3 mins read 09 Feb 2020

Macquarie University astrophysicist leads design of exoplanet-hunting instrument.

Macquarie University astrophysicist leads design of new exoplanet-hunting instrument with aims to detect Earth-sized planets orbiting nearby stars.

Macquarie University astrophysicist leads design of new exoplanet hunting instrument with aims to detect Earth-sized planets orbiting nearby stars.
Astronomers making adjustments to the spectrograph. Credit: Macquarie University.

A new exoplanet-hunting instrument is set to measure the movement of nearby stars three times better than any previous generation of high tech-instrumentation, enabling astronomers to detect small shifts in the orbit of stars – indicating there might be a planet in the system.

The instrument, whose design was led by Macquarie University astrophysicist Dr. Christian Schwab will be able to detect exoplanets the size of Earth, learning about their mass and classification (that is, are they Earth-like or more like the gas giants of our solar system).

Schwab’s new instrument, an extreme precision radial velocity spectrometer, is currently collecting starlight on the 3.5m WIYN telescope in Kitt Peak National Observatory, in Arizona.

Situated on Tohono O'odham Nation land in the Arizona-Sonoran Desert, Schwab's exoplanet-hunting spectrograph NEID – the name means ‘to see’ in the Tohono O'odham language, and it’s also an approximate acronym for NN-EXPLORE Exoplanet Investigations with Doppler spectroscopy.

“The optical design for this spectrograph was challenging, as we wanted to achieve practically perfect image quality over a very broad range of wavelengths, spanning from the ultraviolet to the near-infrared part of the spectrum,” said Dr. Schwab.
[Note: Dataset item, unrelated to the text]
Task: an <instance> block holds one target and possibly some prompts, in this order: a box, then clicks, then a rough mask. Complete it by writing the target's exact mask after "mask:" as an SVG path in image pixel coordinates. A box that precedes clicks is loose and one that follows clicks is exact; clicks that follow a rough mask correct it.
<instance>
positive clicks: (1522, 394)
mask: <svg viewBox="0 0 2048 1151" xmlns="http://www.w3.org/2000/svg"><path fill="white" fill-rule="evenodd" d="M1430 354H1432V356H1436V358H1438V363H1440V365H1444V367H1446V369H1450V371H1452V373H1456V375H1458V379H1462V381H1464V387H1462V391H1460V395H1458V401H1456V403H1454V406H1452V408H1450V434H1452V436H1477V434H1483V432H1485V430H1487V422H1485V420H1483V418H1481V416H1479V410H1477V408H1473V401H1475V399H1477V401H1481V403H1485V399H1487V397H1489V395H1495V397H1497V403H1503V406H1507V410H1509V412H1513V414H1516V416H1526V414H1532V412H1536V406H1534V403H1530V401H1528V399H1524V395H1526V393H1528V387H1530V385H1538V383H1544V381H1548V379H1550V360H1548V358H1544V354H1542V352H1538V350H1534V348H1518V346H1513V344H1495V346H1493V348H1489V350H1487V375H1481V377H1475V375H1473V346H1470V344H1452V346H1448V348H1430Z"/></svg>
“At the same time, the optics, with 300mm diameter lenses and a very heavy, custom prism, had to be built on a fast timeline. We came up with a novel design that delivers excellent images with fewer lenses, which makes it easier to stabilise it to the extreme degree required by the tiny exoplanet signals,” he said.
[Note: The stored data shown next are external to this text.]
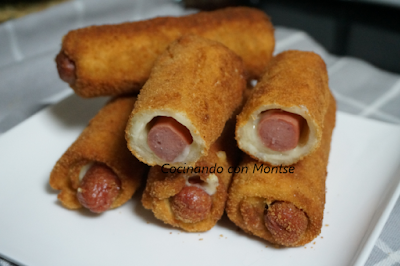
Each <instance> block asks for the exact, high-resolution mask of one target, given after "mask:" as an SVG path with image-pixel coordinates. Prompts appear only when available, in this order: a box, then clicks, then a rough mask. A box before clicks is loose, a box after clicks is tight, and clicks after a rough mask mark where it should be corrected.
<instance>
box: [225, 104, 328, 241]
mask: <svg viewBox="0 0 400 266" xmlns="http://www.w3.org/2000/svg"><path fill="white" fill-rule="evenodd" d="M329 99H330V101H329V108H328V111H327V112H326V114H325V119H324V125H323V128H322V136H321V144H320V145H319V147H318V148H317V149H316V150H315V151H313V152H312V153H311V154H310V155H308V156H307V157H305V158H304V159H303V160H300V161H298V162H297V163H296V164H293V165H292V166H290V167H288V166H287V167H286V168H285V167H282V166H273V165H270V164H267V163H261V162H258V161H256V160H254V159H252V158H250V157H249V156H246V157H245V159H244V160H243V162H242V163H241V164H240V166H239V167H240V168H241V169H242V170H243V171H242V172H241V173H239V174H236V175H235V176H234V178H233V182H232V185H231V187H230V190H229V198H228V202H227V208H226V212H227V214H228V217H229V218H230V219H231V220H232V221H233V222H234V223H235V224H236V225H237V226H239V227H240V228H242V229H243V230H244V231H245V232H247V233H250V234H253V235H256V236H258V237H261V238H263V239H265V240H267V241H269V242H271V243H274V244H279V245H283V246H302V245H304V244H306V243H308V242H310V241H311V240H313V239H314V238H315V237H316V236H318V235H319V234H320V232H321V227H322V220H323V213H324V205H325V180H326V175H327V170H326V168H327V164H328V158H329V151H330V143H331V136H332V130H333V128H334V126H335V112H336V104H335V100H334V98H333V96H330V97H329ZM246 167H247V169H248V170H247V173H246V172H245V171H244V170H245V169H246Z"/></svg>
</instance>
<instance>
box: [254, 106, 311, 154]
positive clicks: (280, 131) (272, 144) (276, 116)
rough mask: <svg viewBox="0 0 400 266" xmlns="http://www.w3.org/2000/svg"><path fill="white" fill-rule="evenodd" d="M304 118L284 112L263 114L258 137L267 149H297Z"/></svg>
mask: <svg viewBox="0 0 400 266" xmlns="http://www.w3.org/2000/svg"><path fill="white" fill-rule="evenodd" d="M303 123H304V118H302V117H301V116H300V115H296V114H293V113H289V112H285V111H282V110H276V109H273V110H268V111H266V112H263V113H262V114H261V117H260V121H259V123H258V135H259V137H260V139H261V141H262V143H263V144H264V146H265V147H267V148H270V149H271V150H273V151H279V152H283V151H288V150H292V149H294V148H296V146H297V144H298V142H299V138H300V133H301V128H302V125H303Z"/></svg>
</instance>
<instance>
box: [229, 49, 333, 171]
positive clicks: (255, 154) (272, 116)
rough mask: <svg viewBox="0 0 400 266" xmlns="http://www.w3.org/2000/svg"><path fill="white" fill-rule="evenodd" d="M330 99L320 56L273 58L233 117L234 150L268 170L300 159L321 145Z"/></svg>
mask: <svg viewBox="0 0 400 266" xmlns="http://www.w3.org/2000/svg"><path fill="white" fill-rule="evenodd" d="M329 95H330V91H329V86H328V74H327V70H326V66H325V63H324V61H323V60H322V58H321V57H320V56H319V55H317V54H315V53H312V52H303V51H286V52H282V53H280V54H278V55H277V56H276V57H274V58H273V59H272V60H271V62H270V63H269V64H268V67H267V71H266V73H265V74H264V76H263V78H262V79H261V81H259V82H258V83H257V85H256V86H255V88H254V92H253V93H252V96H251V97H250V99H249V100H248V101H247V103H246V105H245V106H244V108H243V111H242V112H241V113H240V114H239V116H238V119H237V125H236V140H237V141H238V146H239V148H240V149H241V150H242V151H244V152H246V153H247V154H248V155H250V156H251V157H253V158H254V159H257V160H259V161H261V162H268V163H271V164H273V165H281V164H282V165H289V164H293V163H295V162H297V161H298V160H301V159H302V158H303V157H305V156H306V155H307V154H310V153H311V152H312V151H314V150H315V149H317V148H318V146H319V145H320V142H321V138H322V131H323V125H324V118H325V114H326V112H327V109H328V106H329V104H330V102H329V99H330V96H329Z"/></svg>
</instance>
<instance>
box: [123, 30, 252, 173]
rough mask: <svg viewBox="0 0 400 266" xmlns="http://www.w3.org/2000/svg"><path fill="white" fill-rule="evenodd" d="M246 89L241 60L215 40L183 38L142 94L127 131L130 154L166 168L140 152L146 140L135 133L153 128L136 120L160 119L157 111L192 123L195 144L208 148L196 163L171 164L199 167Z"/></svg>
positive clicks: (219, 133) (194, 37)
mask: <svg viewBox="0 0 400 266" xmlns="http://www.w3.org/2000/svg"><path fill="white" fill-rule="evenodd" d="M245 88H246V82H245V79H244V78H243V69H242V62H241V60H240V58H239V57H237V56H236V55H235V54H234V53H233V52H231V51H230V50H229V49H227V48H226V47H225V46H223V45H221V44H220V43H217V42H215V41H211V40H207V39H204V38H200V37H197V36H194V35H189V36H183V37H182V38H180V39H178V40H177V41H175V42H174V43H172V44H171V45H170V46H169V47H168V48H167V50H166V51H165V52H164V53H163V54H162V55H161V56H160V57H159V58H158V59H157V61H156V63H155V65H154V67H153V69H152V72H151V75H150V78H149V80H148V81H147V82H146V84H145V85H144V87H143V89H142V90H141V91H140V94H139V96H138V100H137V102H136V104H135V108H134V110H133V111H132V114H131V116H130V119H129V122H128V125H127V129H126V138H127V141H128V147H129V149H130V150H131V151H132V153H133V154H134V155H135V156H136V157H137V158H138V159H139V160H141V161H142V162H144V163H146V164H148V165H156V164H158V165H162V164H164V163H165V162H163V161H162V160H161V159H158V157H156V156H155V155H153V152H151V151H149V150H146V149H144V148H141V147H140V145H142V143H143V140H142V139H140V138H138V136H139V135H138V133H139V132H135V131H134V129H133V128H134V127H135V126H136V124H139V125H141V124H144V123H147V122H146V121H141V120H140V121H139V122H138V121H136V119H139V118H141V117H143V116H144V114H149V113H150V114H151V115H153V113H154V116H157V115H156V112H159V111H160V110H162V111H166V110H167V111H169V112H171V113H174V114H180V115H182V116H184V117H185V118H186V119H187V120H189V121H190V122H191V124H192V127H193V130H191V128H189V127H188V125H185V124H184V125H185V126H186V127H187V128H188V129H189V130H191V134H192V137H193V141H194V142H196V141H198V140H201V143H204V144H202V147H201V148H200V149H199V150H196V151H195V152H194V151H193V154H195V156H194V155H193V156H192V159H191V160H190V159H185V161H180V162H173V163H170V164H171V165H173V166H185V165H186V166H187V165H194V163H195V162H196V161H197V160H198V159H199V158H200V157H202V156H204V155H207V153H208V150H209V148H210V146H211V144H212V143H213V142H215V141H216V140H217V138H218V137H219V136H220V135H221V133H222V130H223V129H224V126H225V123H226V122H227V121H228V119H229V118H230V117H231V116H232V115H233V112H234V111H235V110H236V109H237V108H238V107H239V106H240V105H241V102H242V95H243V91H244V90H245ZM135 123H136V124H135ZM134 124H135V125H134ZM191 147H193V145H192V146H191ZM191 152H192V150H191ZM189 155H190V154H189Z"/></svg>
An exoplanet can be described as any planet that is orbiting a star outside our solar system. Confirmation of the first exoplanet came in 1992 and followed by confirmation of an earlier exoplanet found in archival data from 1988. Since then, a number of dedicated Earth and space-based observatories have been hunting them, with 4,173 now confirmed across 3,096 different systems. 678 of these systems contain more than one planet, much like our own solar system which has eight.

The hope is to collaborate and work with other based exoplanet-hunting instruments, both on Earth (such as Minerva South) or observatories orbiting in space, such as the Transiting Exoplanet Survey Satellite (TESS).

“When we combine future NEID observations with data from spacecraft, things will really get interesting, and we will be able to learn what planets are made of,” says NEID Project Scientist Jason Wright. “We will know the planet’s density, which is a clue to understanding how much of an atmosphere the planet has; is it gaseous like Saturn, an ice giant like Neptune, rocky like Earth, or something in between — a super-Earth or sub-Neptune?”

To keep the instrument performing well over its 5-year expected life-cycle, scientists will ensure that its temperature remains stable to within a thousandth of a degree, within a purpose-built thermal enclosure that encases it.

NEID’s precision radial velocity spectrometer and instrumentation are expected to be made widely available to the scientific community.